Frente al federalismo
Con motivo de las maniobras secesionistas en Cataluña, se ha introducido de matute el debate sobre el federalismo. Los estados federales surgieron para encauzar procesos de integración, cuando un grupo de estados preexistentes renunciaban a su soberanía para conferirla a la federación. En el momento fundacional, la soberanía reside en los estados miembros dispuestos a transferirla a la federación. No tiene sentido que frente a la peligrosa deriva nacionalista se proponga como fórmula taumatúrgica el federalismo, ni aún con el calificativo de asimétrico que no deja de ser un estrambote fruto de la ignorancia. El nacionalismo pasa olímpicamente del federalismo porque sólo anhela la independencia. Además, para asegurar la asimetría no hace falta entrar en un proceso constituyente, pues el Estado autonómico ya refleja la pluralidad de España al respetar las singularidades derivadas de los hechos diferenciales de algunas comunidades.
La transformación de España en un Estado plurinacional, de carácter confederal o federal, afecta al núcleo esencial de la Constitución. Un proceso de tanta trascendencia no puede hacerse por la presión de los nacionalismos ni de grupos extremistas de cualquier signo, unos y otros espoleados por la devastación económica. No se puede dinamitar la Constitución de 1978 si el conjunto de los ciudadanos españoles no consienten en ello, pues no olvidemos que el pueblo español es el único titular del poder constituyente.
“En tiempos de tribulación, no hacer mudanza” (Iñigo de Loyola)
Lo peor que podemos hacer es dejarnos llevar en estos momentos por el pesimismo. Para levantar el vuelo hay que estar convencidos de poder volar. Sería muy lamentable que la catástrofe económica nos arrastre a una nueva crisis nacional. En momentos como éste cobra mucho sentido la máxima de Ignacio de Loyola: “En tiempos de tribulación no hacer mudanza”. Ello no significa ninguna concesión al inmovilismo y que no podamos exigir a nuestros gobernantes y representantes políticos que sean ejemplares en su comportamiento, luchen de forma implacable contra la corrupción, acaben con cualquier privilegio irritante, limpien la Administración de corruptelas, pongan punto final al despilfarro y trabajen esforzadamente para recuperar el prestigio perdido ante los ciudadanos.

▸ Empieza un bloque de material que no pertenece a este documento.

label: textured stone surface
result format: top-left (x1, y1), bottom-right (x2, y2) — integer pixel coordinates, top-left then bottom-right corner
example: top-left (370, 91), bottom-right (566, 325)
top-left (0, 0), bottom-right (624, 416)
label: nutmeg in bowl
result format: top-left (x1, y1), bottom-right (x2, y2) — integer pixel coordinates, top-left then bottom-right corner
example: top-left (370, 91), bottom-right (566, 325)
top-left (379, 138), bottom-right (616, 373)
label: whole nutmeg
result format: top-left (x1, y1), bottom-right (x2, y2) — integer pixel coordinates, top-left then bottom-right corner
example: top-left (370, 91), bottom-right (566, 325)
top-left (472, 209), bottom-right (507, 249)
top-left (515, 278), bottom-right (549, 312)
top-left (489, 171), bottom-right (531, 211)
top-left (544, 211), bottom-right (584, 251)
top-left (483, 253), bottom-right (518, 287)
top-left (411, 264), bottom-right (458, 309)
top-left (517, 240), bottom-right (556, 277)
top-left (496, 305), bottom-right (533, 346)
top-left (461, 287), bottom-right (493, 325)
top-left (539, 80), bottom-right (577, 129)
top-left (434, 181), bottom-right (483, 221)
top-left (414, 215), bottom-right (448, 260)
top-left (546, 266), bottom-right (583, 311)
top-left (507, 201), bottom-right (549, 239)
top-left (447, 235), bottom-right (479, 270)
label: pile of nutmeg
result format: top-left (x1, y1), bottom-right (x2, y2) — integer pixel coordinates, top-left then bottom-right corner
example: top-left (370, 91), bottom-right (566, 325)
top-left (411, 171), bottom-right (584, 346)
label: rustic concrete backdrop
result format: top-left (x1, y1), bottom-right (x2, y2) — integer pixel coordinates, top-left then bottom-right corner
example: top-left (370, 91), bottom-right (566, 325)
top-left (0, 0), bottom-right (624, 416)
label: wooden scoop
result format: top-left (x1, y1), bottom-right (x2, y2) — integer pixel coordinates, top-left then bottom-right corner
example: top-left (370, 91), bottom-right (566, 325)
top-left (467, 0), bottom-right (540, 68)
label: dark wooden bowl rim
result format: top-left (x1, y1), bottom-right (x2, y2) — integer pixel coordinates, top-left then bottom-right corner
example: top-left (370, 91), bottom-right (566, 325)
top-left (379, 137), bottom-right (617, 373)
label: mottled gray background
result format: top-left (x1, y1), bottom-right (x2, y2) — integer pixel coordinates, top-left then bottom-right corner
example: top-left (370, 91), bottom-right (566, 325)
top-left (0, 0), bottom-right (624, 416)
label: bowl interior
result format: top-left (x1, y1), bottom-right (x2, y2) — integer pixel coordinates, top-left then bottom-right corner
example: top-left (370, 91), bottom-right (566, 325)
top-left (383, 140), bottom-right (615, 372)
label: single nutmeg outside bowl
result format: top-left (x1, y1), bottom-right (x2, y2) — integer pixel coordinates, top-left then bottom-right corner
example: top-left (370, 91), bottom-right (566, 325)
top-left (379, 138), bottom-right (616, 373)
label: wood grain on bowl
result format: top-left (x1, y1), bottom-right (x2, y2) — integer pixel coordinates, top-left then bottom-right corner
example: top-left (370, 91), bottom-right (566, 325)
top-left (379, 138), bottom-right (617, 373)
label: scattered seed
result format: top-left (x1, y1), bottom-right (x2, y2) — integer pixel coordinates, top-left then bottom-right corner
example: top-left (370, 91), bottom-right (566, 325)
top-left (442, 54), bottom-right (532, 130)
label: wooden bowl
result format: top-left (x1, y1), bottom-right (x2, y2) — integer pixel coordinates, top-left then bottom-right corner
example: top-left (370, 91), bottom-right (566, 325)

Pretender el derribo del sistema constitucional sin consenso y sin tener ideas claras del rumbo a seguir representa una irresponsabilidad y un salto en el vacío. Lo que hay que hacer es restablecer la pureza de nuestra Constitución. La politización de la justicia –por poner algún ejemplo- es directa consecuencia de la perversión de la Constitución y de quien sancionó que el Consejo General del Poder Judicial fuera elegido íntegramente por las Cortes y consintió que los jueces pudieran demostrar sus preferencias ideológicas a través de asociaciones altamente politizadas. En materia autonómica el problema principal reside en que el Estado ha abdicado del ejercicio de muchas de las competencias que la Constitución le atribuye para garantizar la libertad, la igualdad básica de los ciudadanos españoles y el cumplimiento de los grandes objetivos de la nación española. No es congruente con la Constitución que el funcionamiento de los partidos y de los sindicatos no sea plenamente democrático. Tampoco la Constitución impone que las listas electorales sean cerradas y bloqueadas. Y por supuesto no es la Constitución un freno, sino todo lo contrario, para la regeneración de la vida pública y la ejemplaridad de nuestros gobernantes.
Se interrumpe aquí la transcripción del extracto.